As I write, a new theory has been launched, attended by the usual amount of corroborative figures. This idea is that the sun is not the parent of any planet, but that all heavenly bodies are formed by the meeting of two or more streams of cosmical dust, the meeting of which produces a whirling motion around a centre. These coiling streams are the beginnings of planets, which keep on whirling and gathering more dust, and at the same time grow compact by contact with the resisting forces against which they revolve. All this is demonstrated in terms understandable only to those who have given the subject

a lifetime of study, and figured to the last contingency on reams of paper.

Without doubt there is a man yet to be born who will develop a theory even more plausible than any of these, and demonstrate it to the least mathematical proposition. But the more one studies the greater becomes the doubt that any man ever will see light who can convince the people of his time that he has discovered the origin of matter, the process of world formation, and the beginning of life. This is the most fascinating study presented to scientists, but in the end all of them reach a dead stop when they face the origin of matter. No scientist ever has explained it, and so it becomes a great relief to fall back upon Divinity and settle the question casually as did Moses when he said, "God created."

Moses taught that in the beginning the earth was without form and in darkness. All scientists agree with this, and give the reasons, which they have no right to assume Moses did not know quite as well as they, because he confined his statements to brief outlines, and simplified his outlines to the comprehension of his people. He knew so much else with which scientists agree, no doubt he understood that also. Science teaches that on account of the intense heat which existed in the earth in its first form, and the extreme cold (estimated at Neptune to be near three hundred and sixty-four degrees below Fahrenheit zero) into which the heated mass was plunged, great clouds of steam were lifted, and formed a surrounding body of water, that shut out light and the world was in darkness.

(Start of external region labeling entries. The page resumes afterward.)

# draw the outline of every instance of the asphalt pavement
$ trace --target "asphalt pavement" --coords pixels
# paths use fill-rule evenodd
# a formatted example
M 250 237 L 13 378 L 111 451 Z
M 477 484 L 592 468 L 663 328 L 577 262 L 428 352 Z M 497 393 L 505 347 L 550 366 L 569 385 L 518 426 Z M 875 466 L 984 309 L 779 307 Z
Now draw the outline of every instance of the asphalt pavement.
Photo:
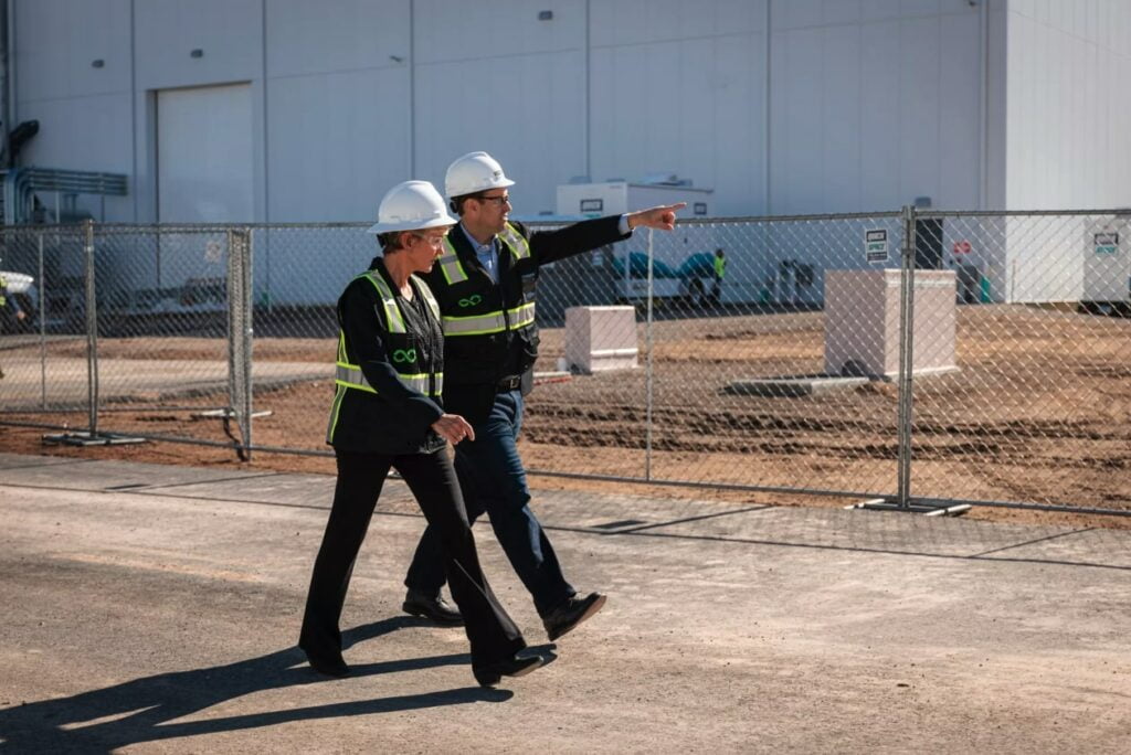
M 549 643 L 486 522 L 495 592 L 551 662 L 476 686 L 400 614 L 423 529 L 387 485 L 343 616 L 294 646 L 319 475 L 0 452 L 0 753 L 1131 749 L 1131 532 L 539 493 L 578 589 Z

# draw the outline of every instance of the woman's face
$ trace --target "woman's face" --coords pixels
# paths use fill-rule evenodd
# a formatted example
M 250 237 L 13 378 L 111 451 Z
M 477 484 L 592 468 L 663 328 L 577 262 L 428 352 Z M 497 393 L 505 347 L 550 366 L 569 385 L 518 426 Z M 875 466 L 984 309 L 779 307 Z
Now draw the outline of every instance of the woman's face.
M 443 240 L 451 226 L 412 231 L 404 237 L 404 250 L 413 272 L 428 272 L 443 254 Z

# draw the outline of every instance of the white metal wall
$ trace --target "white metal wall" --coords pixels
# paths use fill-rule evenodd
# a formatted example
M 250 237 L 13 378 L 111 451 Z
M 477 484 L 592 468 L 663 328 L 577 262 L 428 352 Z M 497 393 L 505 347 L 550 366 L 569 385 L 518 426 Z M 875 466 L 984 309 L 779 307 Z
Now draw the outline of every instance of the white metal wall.
M 1008 26 L 988 42 L 985 3 Z M 129 174 L 112 219 L 156 217 L 153 93 L 239 83 L 252 96 L 257 220 L 365 219 L 392 183 L 440 182 L 472 149 L 503 162 L 523 214 L 553 209 L 572 176 L 654 172 L 713 188 L 724 215 L 921 196 L 946 208 L 1131 203 L 1124 0 L 14 8 L 17 120 L 41 121 L 21 159 Z
M 1010 0 L 1007 202 L 1131 207 L 1131 2 Z

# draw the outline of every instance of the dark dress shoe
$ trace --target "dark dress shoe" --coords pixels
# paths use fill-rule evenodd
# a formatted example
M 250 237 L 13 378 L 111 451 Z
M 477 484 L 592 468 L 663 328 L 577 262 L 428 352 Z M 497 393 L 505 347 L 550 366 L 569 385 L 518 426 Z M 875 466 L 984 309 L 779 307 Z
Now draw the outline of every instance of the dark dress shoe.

Moses stated that the Almighty ordered that there should be light. Scientists write volumes explaining how, when the mass of water became too heavy, it fell back upon the earth, submerging it in a sea which reached almost, if not quite, the boiling point. As the land masses cooled they shrank greatly, and the depressions formed the beds of seas, while the highest points lifted above the water. When the crust and seas cooled, through untold periods of time, the vapour was not thrown up, and light could penetrate to the earth.